A Step-By-Step Guide on the Import Process

Here is the documentation that details each step of the import process, ensuring full transparency for the community.

The Arbogen platform allows the import of genomic sequences for dengue viruses (and in the future other arboviruses), together with detailed associated metadata. The data will be stored in the database according to the data governance model defined as part of the LSDengue framework.

The process consists of three main phases:

Phase 1: Files Selection
Phase 2: Sequence Processing
Phase 3: Import Results

All the steps are illustrated in the following diagram:

During each of these steps, multiple operations are carried out. They are displayed on the Arbogen platform interface throughout the import process.

Phase 1: Files Selection

Step 1: Selection of Files to Import

For this step, the first operation is the selection of the files, namely:

A Fasta file containing one or more genomic sequences of arbovirus-type viruses, as shown in this template.
A CSV file that includes all the metadata associated with the sequences in the Fasta file. A template CSV file is available for download from the interface, listing all the metadata that can be entered for import. For details and constraints on each field, click here.

Structure of a Fasta File

Description line: The first line starts with the ”>” character followed by a unique identifier for the sequence.
Sequence Lines: The following line contains the sequence itself, and consists exclusively of characters representing nucleotides. The sequence line can vary in length.

Once both files are supplied, the “import” button becomes active and turns blue. It’s time to move on to the next step!

Phase 2: Sequence Processing

Clicking on “import” will start the import process and a page will display each of the operations carried out during the process.

The statuses of each stage are illustrated according to the following legend:

⌛️ (Empty hourglass): Stage planned but not started yet
⏳ (Hourglass with sand): Stage in progress
✅ (Check circle): Stage completed and successfully finished
❌ (Cancel): Stage completed and finished with error

In the following diagram, all the steps are distributed across the phases of the process:

Details of the Operations

Step 1.1: File Upload

Here, the files provided to the Arbogen platform are uploaded for further processing.

Step 2: Validation of the Fasta and Metadata Files

Once the files are received by the platform, several validations are performed. These include validating the format and structure of the uploaded files. A set of rules is also checked to ensure compliance with the metadata field constraints, which you can find here.

Step 3: Comparison of Sequence IDs Between the Two Files

After passing the rules, a final check ensures that the sequence identifiers are the same in both files, controlling that neither file has any missing or extra identifiers.

Step 4: Extraction of Metadata for Temporary Storage

Once all the validation operations are completed, all metadata are extracted from the CSV file and temporarily stored on the platform.

Step 5: Splitting of the Fasta File

If the input Fasta file contains multiple sequences, it is split to create a separate fasta file for each sequence. This step is necessary for the subsequent operations.

Serotype Determination for DENV

The serotype determination phase consists of four steps (6,7,8,9) as shown in the following diagram:

Step 6: Alignment with Serotype Reference Sequences

Each sequence is aligned with a set of serotype reference sequences, which you can find here using mafft.

Step 7: Detection of Stop Codons

Using the resulting alignment, the sequence is screened for any premature stop codon.

Step 8: Construction of Phylogenetic Trees

If no premature stop codon is detected, a phylogenetic tree is constructed based on the alignment with the serotype reference sequences, with a maximum-likelihood approach using iqtree (model: HKY85+F, with 1000 ultrafast bootstrap replicates).

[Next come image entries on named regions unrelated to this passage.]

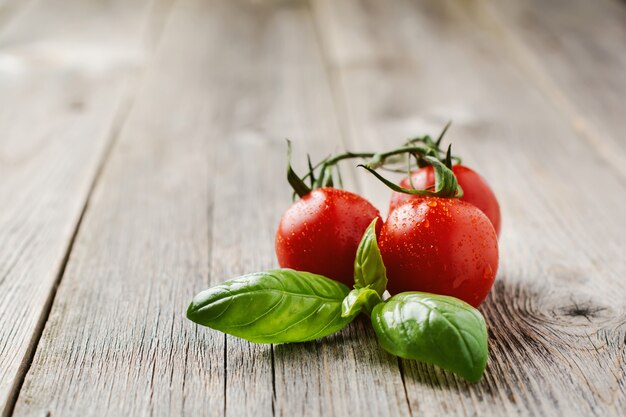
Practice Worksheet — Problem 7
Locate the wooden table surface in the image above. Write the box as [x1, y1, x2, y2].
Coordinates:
[0, 0, 626, 417]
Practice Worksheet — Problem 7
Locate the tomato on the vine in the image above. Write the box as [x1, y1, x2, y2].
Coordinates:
[379, 197, 498, 307]
[276, 187, 382, 287]
[389, 164, 500, 236]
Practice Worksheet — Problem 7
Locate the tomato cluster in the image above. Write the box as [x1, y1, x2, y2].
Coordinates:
[276, 135, 500, 307]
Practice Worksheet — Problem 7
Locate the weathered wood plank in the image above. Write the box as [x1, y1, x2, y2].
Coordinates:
[478, 0, 626, 175]
[313, 0, 626, 416]
[0, 0, 165, 416]
[9, 2, 230, 416]
[202, 1, 408, 416]
[9, 0, 407, 415]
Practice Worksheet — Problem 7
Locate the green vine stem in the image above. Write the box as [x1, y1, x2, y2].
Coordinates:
[287, 122, 463, 200]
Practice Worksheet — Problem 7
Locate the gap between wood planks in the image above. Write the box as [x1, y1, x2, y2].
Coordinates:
[304, 0, 413, 417]
[1, 0, 177, 417]
[478, 0, 626, 179]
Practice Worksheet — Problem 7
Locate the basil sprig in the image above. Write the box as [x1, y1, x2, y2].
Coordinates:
[187, 220, 488, 381]
[187, 269, 356, 343]
[371, 292, 488, 381]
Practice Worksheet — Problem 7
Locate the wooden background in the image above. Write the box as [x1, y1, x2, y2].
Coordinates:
[0, 0, 626, 417]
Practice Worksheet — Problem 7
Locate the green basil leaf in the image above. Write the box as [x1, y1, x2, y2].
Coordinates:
[187, 269, 354, 343]
[354, 217, 387, 296]
[371, 292, 488, 382]
[341, 288, 383, 317]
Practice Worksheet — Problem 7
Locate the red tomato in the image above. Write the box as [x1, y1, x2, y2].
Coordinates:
[276, 188, 382, 287]
[389, 165, 500, 236]
[379, 197, 498, 307]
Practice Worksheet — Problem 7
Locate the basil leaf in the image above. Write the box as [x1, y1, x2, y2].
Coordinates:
[341, 288, 383, 317]
[371, 292, 488, 382]
[354, 217, 387, 296]
[187, 269, 354, 343]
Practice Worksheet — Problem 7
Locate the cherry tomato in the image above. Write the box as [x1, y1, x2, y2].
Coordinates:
[379, 197, 498, 307]
[389, 165, 500, 236]
[276, 188, 382, 287]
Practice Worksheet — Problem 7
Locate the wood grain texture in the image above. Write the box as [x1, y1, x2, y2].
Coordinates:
[10, 2, 224, 416]
[313, 0, 626, 416]
[480, 0, 626, 175]
[0, 0, 165, 416]
[15, 0, 408, 416]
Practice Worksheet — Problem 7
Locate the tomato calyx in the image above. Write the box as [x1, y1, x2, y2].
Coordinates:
[359, 151, 463, 198]
[287, 139, 375, 200]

Note: all results (alignment files and phylogenetic trees) are saved until the end of the process.

Step 9: Serotype Identification

Using the ML tree obtained in the previous steps, the serotype of the sequence is determined and added to the temporary metadata table.

Genotype Determination for DENV

The genotype determination phase is carried out in three steps (10, 11, 13) as shown in the following diagram:

Step 10: Alignment with Genotype Reference Sequences

Each sequence is aligned with the genotype reference sequences, which you can find here, references are selected according to the serotype of the sequence.

Step 11: Construction of Phylogenetic Trees for Genotyping

A phylogenetic tree is constructed based on the alignment with the genotype reference sequences from the relevant serotype, with a maximum-likelihood approach using iqtree (model: HKY85+F, with 1000 ultrafast bootstrap replicates). Note: all results (alignment and tree files) are saved until the end of the process.

Step 12: Generation of the Result Archive

All analysis result files (alignment and phylogenetic tree files) are packaged into downloadable archives, which will be accessible only at the end of the process.

Step 13: Genotype Identification

Using the ML tree obtained in the previous steps, the genotype of the sequence is determined and added to the temporary metadata table.

Phase 3: Import Results

Step 14: Insertion of Data into the Platform

All data (metadata with serotype and genotype results, and individual Fasta files) are inserted into the platform’s database and are now available.